Trainer Roger Schmidt bewies in seinem ersten Jahr in Leverkusen respektable Anpassungsfähigkeiten, die Mannschaft zeigte große Fortschritte und hatte Atletico Madrid im Achtelfinale der Champions League am Rande des Ausscheidens.

Dennoch reichten nach den durchwachsenen ersten beiden Saisondritteln neun Siege aus den letzten zwölf Spielen nicht für den direkten Champions-League-Platz - und so steht Bayer zum Bundesliga-Start eine englische Woche bevor. Mit Lazio Rom wartet früh in der Saison eine harte Nuss in der Quali.
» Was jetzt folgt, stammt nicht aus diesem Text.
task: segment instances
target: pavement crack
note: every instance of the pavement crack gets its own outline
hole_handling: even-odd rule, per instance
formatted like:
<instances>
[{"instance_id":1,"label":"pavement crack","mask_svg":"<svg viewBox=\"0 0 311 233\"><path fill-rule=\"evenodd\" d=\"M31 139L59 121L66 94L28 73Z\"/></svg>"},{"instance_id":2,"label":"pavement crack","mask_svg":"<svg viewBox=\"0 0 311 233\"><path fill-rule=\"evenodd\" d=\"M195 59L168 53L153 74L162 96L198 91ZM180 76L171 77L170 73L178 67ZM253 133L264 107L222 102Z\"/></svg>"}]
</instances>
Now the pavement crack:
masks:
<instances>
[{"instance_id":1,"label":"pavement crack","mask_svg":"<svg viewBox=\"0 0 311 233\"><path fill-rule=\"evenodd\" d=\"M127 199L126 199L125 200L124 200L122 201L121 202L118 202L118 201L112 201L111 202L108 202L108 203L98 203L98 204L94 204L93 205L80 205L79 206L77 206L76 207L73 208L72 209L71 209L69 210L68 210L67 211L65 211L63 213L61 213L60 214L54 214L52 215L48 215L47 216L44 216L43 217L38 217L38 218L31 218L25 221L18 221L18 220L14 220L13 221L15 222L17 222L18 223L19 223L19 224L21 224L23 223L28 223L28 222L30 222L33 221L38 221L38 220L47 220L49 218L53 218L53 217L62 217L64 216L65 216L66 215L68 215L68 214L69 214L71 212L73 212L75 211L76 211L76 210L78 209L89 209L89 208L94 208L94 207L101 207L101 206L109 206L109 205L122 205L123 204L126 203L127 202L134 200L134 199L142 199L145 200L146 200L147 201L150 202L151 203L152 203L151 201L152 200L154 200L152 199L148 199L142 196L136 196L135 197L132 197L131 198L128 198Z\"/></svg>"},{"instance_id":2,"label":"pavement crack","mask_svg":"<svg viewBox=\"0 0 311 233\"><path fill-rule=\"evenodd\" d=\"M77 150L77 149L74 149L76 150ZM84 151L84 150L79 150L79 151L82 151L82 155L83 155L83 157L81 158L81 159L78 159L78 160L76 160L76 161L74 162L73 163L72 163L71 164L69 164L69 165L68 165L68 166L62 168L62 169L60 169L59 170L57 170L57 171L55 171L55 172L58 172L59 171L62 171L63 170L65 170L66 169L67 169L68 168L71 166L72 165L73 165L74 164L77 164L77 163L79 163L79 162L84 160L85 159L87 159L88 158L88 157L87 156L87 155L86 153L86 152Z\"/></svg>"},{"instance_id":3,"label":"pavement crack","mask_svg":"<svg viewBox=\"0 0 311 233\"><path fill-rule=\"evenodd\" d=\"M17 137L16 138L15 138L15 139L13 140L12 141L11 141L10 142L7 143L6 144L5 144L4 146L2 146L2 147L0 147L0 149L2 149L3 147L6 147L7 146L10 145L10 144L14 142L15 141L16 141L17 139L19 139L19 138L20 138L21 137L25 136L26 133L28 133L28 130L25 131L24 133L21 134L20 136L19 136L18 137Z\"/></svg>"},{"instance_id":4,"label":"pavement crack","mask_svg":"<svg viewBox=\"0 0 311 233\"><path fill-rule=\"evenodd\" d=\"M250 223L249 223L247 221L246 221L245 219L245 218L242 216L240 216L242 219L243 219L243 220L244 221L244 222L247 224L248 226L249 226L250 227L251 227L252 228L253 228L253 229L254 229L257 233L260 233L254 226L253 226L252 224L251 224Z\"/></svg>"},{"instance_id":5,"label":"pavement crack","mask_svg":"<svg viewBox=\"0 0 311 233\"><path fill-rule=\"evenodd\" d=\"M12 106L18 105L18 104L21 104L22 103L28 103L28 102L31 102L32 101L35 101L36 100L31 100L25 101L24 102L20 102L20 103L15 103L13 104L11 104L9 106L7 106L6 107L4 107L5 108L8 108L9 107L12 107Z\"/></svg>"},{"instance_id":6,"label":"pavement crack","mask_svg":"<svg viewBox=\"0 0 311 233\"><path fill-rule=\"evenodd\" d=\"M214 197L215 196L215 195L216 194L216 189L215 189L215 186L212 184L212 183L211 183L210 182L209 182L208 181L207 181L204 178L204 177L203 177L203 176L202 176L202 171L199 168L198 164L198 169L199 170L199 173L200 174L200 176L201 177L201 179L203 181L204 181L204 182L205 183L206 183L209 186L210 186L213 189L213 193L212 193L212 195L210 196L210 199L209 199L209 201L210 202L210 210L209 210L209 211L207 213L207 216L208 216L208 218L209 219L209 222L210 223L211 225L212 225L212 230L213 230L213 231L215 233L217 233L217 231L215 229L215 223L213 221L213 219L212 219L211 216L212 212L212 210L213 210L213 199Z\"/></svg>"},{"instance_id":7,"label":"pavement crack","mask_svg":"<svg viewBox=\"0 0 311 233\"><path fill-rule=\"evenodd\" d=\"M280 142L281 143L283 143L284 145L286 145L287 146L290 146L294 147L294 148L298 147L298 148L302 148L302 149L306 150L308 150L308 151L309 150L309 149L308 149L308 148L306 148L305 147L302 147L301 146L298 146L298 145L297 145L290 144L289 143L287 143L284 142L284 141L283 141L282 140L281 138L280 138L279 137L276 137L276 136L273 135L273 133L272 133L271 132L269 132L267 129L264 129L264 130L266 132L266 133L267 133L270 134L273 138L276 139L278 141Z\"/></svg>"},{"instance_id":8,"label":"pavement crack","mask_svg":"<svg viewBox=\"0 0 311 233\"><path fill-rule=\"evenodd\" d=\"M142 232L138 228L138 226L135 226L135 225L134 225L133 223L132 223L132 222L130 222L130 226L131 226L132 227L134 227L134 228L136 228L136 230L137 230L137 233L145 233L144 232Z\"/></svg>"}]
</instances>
Dabei muss das Team schnell beweisen, dass es die Abgänge der Leader Gonzalo Castro und Simon Rolfes auffangen kann.

Das ist neu:

Neben Castro und Rolfes hat Leverkusen mit Stefan Reinartz einen weiteren langjährigen Bayer-Profi verloren. Es sind Abgänge, die sich auch auf das Mannschaftsgefüge auswirken. Lars Bender wurde zum Kapitän befördert und soll intern eine noch prominentere Rolle einnehmen.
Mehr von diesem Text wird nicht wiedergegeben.